The most frequently reported adverse drug reactions during treatment with ENDOMETRIN in IVF patients during clinical trials are headache, vulvovaginal disorders and uterine spasm, reported in 1.5%, 1.5% and 1.4% subjects, respectively. The table below displays the main adverse drug reactions in women treated with ENDOMETRIN in the clinical trial distributed by system organ classes (SOCs) and frequency. (See table.)
Click on icon to see table/diagram/image
Drugs known to induce the hepatic cytochrome-P450-3A4 system such as rifampicin, carbamazepine and also herbal products containing St. John's wort, (Hypericum perforatum) may increase the elimination of progesterone.

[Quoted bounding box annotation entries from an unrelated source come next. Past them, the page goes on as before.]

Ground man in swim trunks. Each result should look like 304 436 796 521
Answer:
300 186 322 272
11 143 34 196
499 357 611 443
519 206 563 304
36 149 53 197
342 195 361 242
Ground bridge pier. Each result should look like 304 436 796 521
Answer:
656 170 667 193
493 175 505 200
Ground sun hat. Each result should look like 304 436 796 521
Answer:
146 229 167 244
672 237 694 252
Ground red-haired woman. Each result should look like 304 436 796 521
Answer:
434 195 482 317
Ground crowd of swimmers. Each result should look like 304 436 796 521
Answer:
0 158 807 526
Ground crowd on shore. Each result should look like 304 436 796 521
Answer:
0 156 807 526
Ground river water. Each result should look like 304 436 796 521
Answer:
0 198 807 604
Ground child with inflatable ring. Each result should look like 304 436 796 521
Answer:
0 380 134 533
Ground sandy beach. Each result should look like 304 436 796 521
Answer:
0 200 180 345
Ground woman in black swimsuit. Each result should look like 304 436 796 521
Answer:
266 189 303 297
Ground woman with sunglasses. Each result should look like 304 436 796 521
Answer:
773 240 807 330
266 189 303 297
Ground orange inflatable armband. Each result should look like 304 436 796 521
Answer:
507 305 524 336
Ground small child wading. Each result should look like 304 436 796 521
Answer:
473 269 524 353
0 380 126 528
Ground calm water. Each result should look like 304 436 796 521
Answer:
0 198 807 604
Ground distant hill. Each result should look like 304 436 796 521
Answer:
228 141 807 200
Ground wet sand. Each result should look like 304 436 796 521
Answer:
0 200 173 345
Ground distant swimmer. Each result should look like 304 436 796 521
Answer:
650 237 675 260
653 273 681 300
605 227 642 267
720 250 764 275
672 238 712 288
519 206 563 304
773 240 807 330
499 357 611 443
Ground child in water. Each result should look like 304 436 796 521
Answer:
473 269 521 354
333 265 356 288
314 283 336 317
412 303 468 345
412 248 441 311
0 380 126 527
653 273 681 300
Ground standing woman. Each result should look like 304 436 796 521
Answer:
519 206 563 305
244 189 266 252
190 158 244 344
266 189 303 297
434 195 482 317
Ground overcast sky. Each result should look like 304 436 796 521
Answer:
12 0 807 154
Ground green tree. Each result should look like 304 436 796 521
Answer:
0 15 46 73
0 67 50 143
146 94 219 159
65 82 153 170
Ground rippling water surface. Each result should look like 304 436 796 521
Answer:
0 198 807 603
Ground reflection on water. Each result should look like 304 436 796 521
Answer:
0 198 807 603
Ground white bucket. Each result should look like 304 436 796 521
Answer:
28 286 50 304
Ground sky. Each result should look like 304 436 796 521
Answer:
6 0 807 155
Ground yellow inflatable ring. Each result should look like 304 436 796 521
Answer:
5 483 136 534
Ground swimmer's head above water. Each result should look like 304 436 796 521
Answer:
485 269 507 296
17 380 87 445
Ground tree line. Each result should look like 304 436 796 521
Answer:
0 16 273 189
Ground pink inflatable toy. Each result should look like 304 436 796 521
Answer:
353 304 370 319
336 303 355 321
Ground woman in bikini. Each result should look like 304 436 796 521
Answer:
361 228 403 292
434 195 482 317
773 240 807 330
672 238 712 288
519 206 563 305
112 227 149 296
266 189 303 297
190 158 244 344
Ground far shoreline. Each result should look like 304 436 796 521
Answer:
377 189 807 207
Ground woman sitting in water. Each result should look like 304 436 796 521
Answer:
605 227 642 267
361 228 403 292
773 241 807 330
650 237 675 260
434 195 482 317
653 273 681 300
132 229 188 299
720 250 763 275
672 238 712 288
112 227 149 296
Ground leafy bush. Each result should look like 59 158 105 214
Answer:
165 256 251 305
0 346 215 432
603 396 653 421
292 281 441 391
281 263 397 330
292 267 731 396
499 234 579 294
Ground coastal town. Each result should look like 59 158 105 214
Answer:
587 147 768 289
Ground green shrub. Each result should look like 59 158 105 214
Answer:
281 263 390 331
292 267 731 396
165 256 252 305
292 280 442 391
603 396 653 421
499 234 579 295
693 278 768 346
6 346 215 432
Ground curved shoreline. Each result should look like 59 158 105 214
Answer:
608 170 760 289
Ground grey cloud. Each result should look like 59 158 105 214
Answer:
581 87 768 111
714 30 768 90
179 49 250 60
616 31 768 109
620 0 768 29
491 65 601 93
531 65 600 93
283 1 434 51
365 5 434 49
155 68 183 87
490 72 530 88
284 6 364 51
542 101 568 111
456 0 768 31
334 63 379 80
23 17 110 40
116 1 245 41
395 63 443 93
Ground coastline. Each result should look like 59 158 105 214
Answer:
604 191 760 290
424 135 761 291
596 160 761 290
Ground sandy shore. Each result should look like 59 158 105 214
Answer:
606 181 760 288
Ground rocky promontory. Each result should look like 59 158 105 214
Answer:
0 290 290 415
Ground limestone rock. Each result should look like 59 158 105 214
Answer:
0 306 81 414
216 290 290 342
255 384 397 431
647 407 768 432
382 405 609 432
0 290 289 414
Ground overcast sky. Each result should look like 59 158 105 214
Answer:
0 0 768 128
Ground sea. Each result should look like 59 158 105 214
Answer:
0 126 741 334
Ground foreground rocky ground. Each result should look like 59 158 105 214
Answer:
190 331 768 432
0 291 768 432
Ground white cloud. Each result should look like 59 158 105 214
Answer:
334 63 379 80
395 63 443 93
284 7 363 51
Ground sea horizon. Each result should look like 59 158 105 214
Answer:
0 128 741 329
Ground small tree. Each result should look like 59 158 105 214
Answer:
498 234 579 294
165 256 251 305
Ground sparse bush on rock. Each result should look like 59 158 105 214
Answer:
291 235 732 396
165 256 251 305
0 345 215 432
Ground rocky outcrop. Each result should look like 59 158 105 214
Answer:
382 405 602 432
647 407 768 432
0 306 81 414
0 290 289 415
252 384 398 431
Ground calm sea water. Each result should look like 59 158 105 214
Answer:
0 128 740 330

Ketoconazole and other inhibitors of cytochrome P450-3A4 may increase the bioavailability of progesterone.
The effect of concomitant vaginal products on the exposure of progesterone from ENDOMETRIN has not been assessed. ENDOMETRIN is not recommended for use with other vaginal products (such as antifungal products) as this may alter progesterone release and absorption from the vaginal tablet.
Incompatibilities: Not applicable.
Store at temperatures not exceeding 30⁰C.
Shelf-Life: 3 years.
G03DA04 - progesterone ; Belongs to the class of pregnen (4) derivative progestogens.
Vag tab (with 1 vag applicator) 100 mg (white to off-white flat and oval tablet with the inscriptions "FPI" on one side and "100" on the other side) x 7 x 3's.